What, then, of the interaction between cognition and grammar – question (e)? If grammar is part of cognition, the question should perhaps be: How does grammar interact with the rest of cognition? According to WG, there are two kinds of interaction. On the one hand, grammar makes use of the same formal cognitive apparatus as the rest of cognition, such as the logic of default inheritance (section 4), so nothing prevents grammar from being linked directly to other cognitive areas. Most obviously, individual grammatical constructions may be linked to particular types of context (e.g. formal or informal) and even to the conceptual counterparts of particular emotions (e.g. the construction WH X, as in What on earth are you doing?, where X must express an emotion; cf Kay and Fillmore 1999 on the What’s X doing Y construction). On the other hand, the intimate connection between grammar and the rest of cognition allows grammar to influence non-linguistic cognitive development as predicted by the Sapir-Whorf hypothesis (Lee 1996; Levinson 1996). One possible consequence of this influence is a special area of cognition outside language which is only used when we process language – Slobin’s ‘thinking for speaking’ (Slobin 1996). More generally, a network model predicts that some parts of cognition are ‘nearer’ to language (i.e. more directly related to it) than others, and that the nearer language is, the more influence it has.

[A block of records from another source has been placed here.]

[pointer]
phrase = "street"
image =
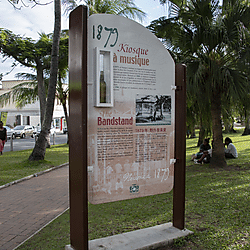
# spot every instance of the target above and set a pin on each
(29, 143)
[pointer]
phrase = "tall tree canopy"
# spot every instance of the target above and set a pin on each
(207, 37)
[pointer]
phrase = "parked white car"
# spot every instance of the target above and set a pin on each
(37, 131)
(23, 131)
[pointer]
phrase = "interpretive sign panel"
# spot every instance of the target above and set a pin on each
(130, 111)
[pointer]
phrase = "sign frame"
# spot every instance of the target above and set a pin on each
(78, 149)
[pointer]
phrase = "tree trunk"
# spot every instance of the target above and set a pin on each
(218, 154)
(39, 150)
(41, 91)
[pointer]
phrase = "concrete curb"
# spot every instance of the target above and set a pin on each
(33, 175)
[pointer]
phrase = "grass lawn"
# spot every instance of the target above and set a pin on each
(217, 208)
(15, 165)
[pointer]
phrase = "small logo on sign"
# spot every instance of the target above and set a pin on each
(134, 188)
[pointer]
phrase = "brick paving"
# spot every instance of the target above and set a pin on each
(29, 205)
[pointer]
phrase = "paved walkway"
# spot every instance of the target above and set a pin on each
(29, 205)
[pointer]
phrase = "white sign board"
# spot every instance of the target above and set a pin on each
(130, 111)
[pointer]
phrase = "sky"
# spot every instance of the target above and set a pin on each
(30, 21)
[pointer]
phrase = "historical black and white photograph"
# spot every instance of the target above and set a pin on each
(153, 110)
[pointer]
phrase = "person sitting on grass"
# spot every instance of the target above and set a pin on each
(230, 151)
(205, 146)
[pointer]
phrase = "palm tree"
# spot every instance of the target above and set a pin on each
(208, 37)
(126, 8)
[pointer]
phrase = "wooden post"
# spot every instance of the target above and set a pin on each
(180, 147)
(78, 128)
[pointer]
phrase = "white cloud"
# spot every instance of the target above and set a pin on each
(27, 22)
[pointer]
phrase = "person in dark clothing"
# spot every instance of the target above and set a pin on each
(204, 147)
(3, 137)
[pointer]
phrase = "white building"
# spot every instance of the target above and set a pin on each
(30, 113)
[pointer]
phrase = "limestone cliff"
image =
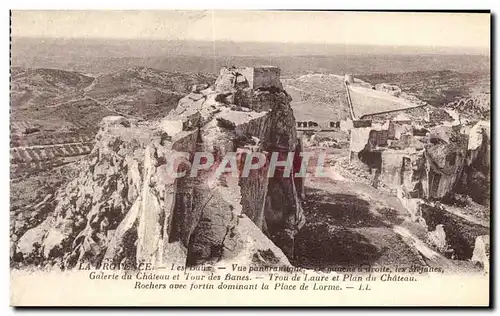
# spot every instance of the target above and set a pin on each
(125, 207)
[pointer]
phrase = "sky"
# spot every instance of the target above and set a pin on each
(468, 30)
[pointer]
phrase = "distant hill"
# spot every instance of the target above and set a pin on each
(467, 92)
(51, 106)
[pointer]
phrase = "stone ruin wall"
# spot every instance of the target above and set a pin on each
(124, 207)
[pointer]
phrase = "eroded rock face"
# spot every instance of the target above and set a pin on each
(125, 207)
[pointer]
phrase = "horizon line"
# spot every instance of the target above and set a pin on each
(244, 41)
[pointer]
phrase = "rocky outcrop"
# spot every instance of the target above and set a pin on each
(127, 207)
(476, 178)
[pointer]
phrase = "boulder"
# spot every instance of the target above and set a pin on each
(481, 252)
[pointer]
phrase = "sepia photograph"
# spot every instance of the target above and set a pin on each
(277, 158)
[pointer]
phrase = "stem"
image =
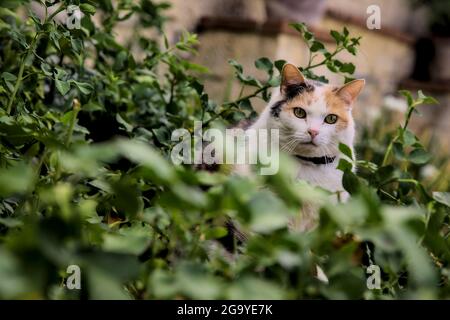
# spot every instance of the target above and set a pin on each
(61, 8)
(254, 94)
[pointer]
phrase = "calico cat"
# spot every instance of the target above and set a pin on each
(312, 119)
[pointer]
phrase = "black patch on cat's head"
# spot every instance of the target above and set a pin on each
(276, 108)
(292, 90)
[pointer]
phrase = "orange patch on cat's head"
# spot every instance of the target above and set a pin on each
(336, 105)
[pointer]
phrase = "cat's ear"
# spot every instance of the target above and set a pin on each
(350, 91)
(290, 75)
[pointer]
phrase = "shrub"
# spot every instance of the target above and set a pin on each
(85, 178)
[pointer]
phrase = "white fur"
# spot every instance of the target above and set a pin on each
(293, 135)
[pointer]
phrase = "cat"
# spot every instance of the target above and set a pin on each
(313, 118)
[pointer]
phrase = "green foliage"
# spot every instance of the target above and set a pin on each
(85, 179)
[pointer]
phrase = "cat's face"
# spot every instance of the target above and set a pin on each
(313, 118)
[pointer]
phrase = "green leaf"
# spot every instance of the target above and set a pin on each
(336, 35)
(87, 8)
(84, 87)
(442, 197)
(408, 138)
(347, 68)
(316, 46)
(16, 179)
(264, 64)
(62, 86)
(350, 182)
(346, 150)
(216, 233)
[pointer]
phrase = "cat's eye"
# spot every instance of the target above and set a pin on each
(331, 119)
(300, 113)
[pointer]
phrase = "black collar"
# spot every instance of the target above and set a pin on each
(317, 160)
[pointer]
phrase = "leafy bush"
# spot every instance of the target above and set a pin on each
(85, 178)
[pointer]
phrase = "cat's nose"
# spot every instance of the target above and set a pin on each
(313, 133)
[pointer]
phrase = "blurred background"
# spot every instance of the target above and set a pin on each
(410, 50)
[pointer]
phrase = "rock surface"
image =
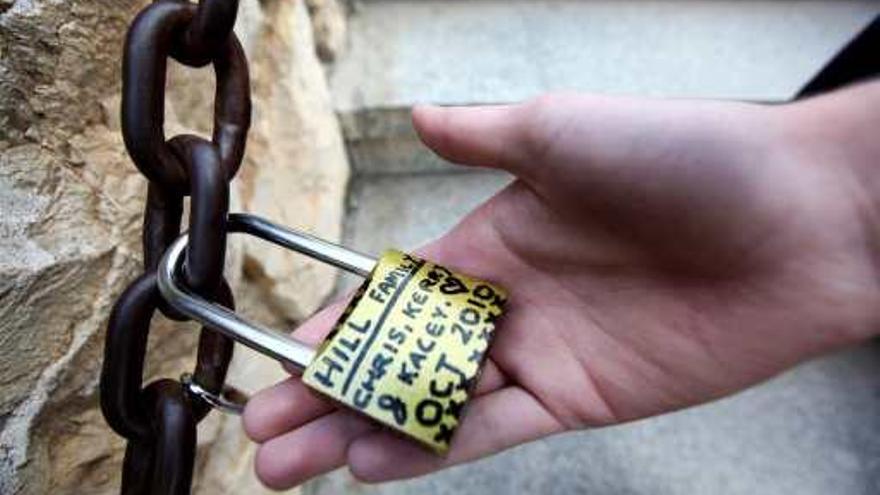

Finally, we have the question of explanations – question (m). The best way to explain some phenomenon is to show that it is a special case of some more general phenomenon, from which it inherits all its properties. This is why I find nativist explanations in terms of a unique ‘language module’ deeply unsatisfying, in contrast with the research programme of cognitive linguistics whose basic premise is that ‘knowledge of language is knowledge’ (Goldberg 1995:5). If this premise is true, then we should be able to explain all the characteristics of language either as characteristics shared by all knowledge, or as the result of structural pressures from the ways in which we learn and use language. So far I believe the results of this research programme are very promising.

3 Categories in a network

As already mentioned in section 1, the most general claim of WG is that language is a network, and more generally still, knowledge is a network. It is important to be clear about this claim, because it may sound harmlessly similar to the structuralist idea that language is a system of interconnected units, which every linguist would accept. It is probably uncontroversial that vocabulary items are related in a network of phonological, syntactic and semantic links, and networks play an important part in the grammatical structures of several other theories (notably system networks in Systemic Functional Grammar and directed acyclic graphs in Head-driven Phrase-structure Grammar – Pollard and Sag 1994). In contrast with these theories where networks play just a limited part, WG makes a much bolder claim: in language there is nothing but a network – no rules or principles or parameters or processes, except those that are expressed in terms of the network. Moreover, it is not just the language itself that is a network; the same is true of sentence structure, and indeed the structure of a sentence is a temporary part of the permanent network of the language. As far as I know, the only other theory which shares the view that ‘it’s networks all the way down’ is Neurocognitive Linguistics (Lamb 1998).

Moreover, the nodes of a WG network are atoms without any internal structure, so a language is not a network of complex information-packages such as lexical entries or constructions or schemas or signs. Instead, the information in each such package must be ‘unpacked’ so that it can be integrated into the general network. The difference may seem small, involving little more than the metaphor we choose for talking about structures; but it makes a great difference to the theory. If internally complex nodes are permitted, then we need to allow for them in the theory by providing a typology of nodes and node-structures, and mechanisms for learning and exploiting these node-internal structures. But if nodes are atomic, there is some hope of providing a unified theory which applies to all structures and all nodes.